Data assimilation for turbulent mean flow and scalar fields with anisotropic formulation

This work presents an anisotropic formulation for data assimilation (DA) of turbulent flows using the continuous adjoint system. This DA scheme serves as a tool to complement flow measurement data (the observations), which are usually limited in spatial range and measurable quantities, with the help of a predictive model in the framework of the Reynolds-averaged Navier–Stokes approach (the estimator). Herein, the measured data profiles at several locations are used as observations. In the estimator, a forcing term \({\varvec{F}}\) is added to the momentum equation to compensate for the contribution of the anisotropic eddy viscosity, whilst the isotropic part of the eddy viscosity is determined by conventional turbulence models. \({\varvec{F}}\) is optimised using the continuous adjoint equations, driving the predicted flow quantities towards the observations.

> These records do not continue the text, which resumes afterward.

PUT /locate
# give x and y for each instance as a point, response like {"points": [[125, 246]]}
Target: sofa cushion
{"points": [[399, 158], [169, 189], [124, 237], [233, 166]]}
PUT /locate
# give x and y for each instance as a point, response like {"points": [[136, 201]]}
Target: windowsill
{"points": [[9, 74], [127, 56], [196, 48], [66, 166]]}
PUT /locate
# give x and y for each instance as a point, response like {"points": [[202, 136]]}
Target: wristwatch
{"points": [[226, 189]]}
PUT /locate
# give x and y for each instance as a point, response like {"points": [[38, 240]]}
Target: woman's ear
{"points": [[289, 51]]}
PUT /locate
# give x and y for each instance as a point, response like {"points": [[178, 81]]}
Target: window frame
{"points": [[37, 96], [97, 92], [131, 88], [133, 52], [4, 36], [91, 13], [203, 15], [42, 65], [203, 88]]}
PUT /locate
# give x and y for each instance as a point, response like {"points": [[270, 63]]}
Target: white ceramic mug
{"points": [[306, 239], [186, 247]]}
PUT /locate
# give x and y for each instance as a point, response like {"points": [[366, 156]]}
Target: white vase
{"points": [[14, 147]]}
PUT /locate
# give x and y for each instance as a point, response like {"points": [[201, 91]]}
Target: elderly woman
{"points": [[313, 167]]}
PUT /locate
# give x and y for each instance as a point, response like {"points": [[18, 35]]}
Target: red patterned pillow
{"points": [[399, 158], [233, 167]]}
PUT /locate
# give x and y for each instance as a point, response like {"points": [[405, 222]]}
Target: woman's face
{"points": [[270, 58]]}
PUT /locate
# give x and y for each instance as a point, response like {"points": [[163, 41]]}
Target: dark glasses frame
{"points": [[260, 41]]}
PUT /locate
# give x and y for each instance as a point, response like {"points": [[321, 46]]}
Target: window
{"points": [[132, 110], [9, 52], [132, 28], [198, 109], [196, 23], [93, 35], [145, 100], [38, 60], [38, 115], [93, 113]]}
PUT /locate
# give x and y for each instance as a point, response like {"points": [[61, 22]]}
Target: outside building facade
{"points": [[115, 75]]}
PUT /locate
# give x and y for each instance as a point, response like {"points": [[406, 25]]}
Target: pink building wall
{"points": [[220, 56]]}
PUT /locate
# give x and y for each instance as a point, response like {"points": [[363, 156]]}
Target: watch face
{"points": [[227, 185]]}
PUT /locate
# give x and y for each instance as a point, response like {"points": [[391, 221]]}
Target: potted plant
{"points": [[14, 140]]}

Similar treatments are conducted for the scalar prediction. Three test cases are used for assessment and validation of the present DA scheme. The results of a circular jet demonstrate that the mean flow and scalar fields can be perfectly reproduced from the observations due to the \({\varvec{F}}\) optimisation. The flow over a blunt plate demonstrates the ability of the present DA scheme to reconstruct global flow fields from several measured velocity profiles. The flow and heat transfer on a ribbed wall reveal that once the global flow field is well recovered, the wall heat transfer characteristics can be correctly determined with a limited number of observations. The present anisotropic DA approach is quite practical for complex flow applications, serving as a complement to our previous isotropic adjoint-based data assimilation for further DA work.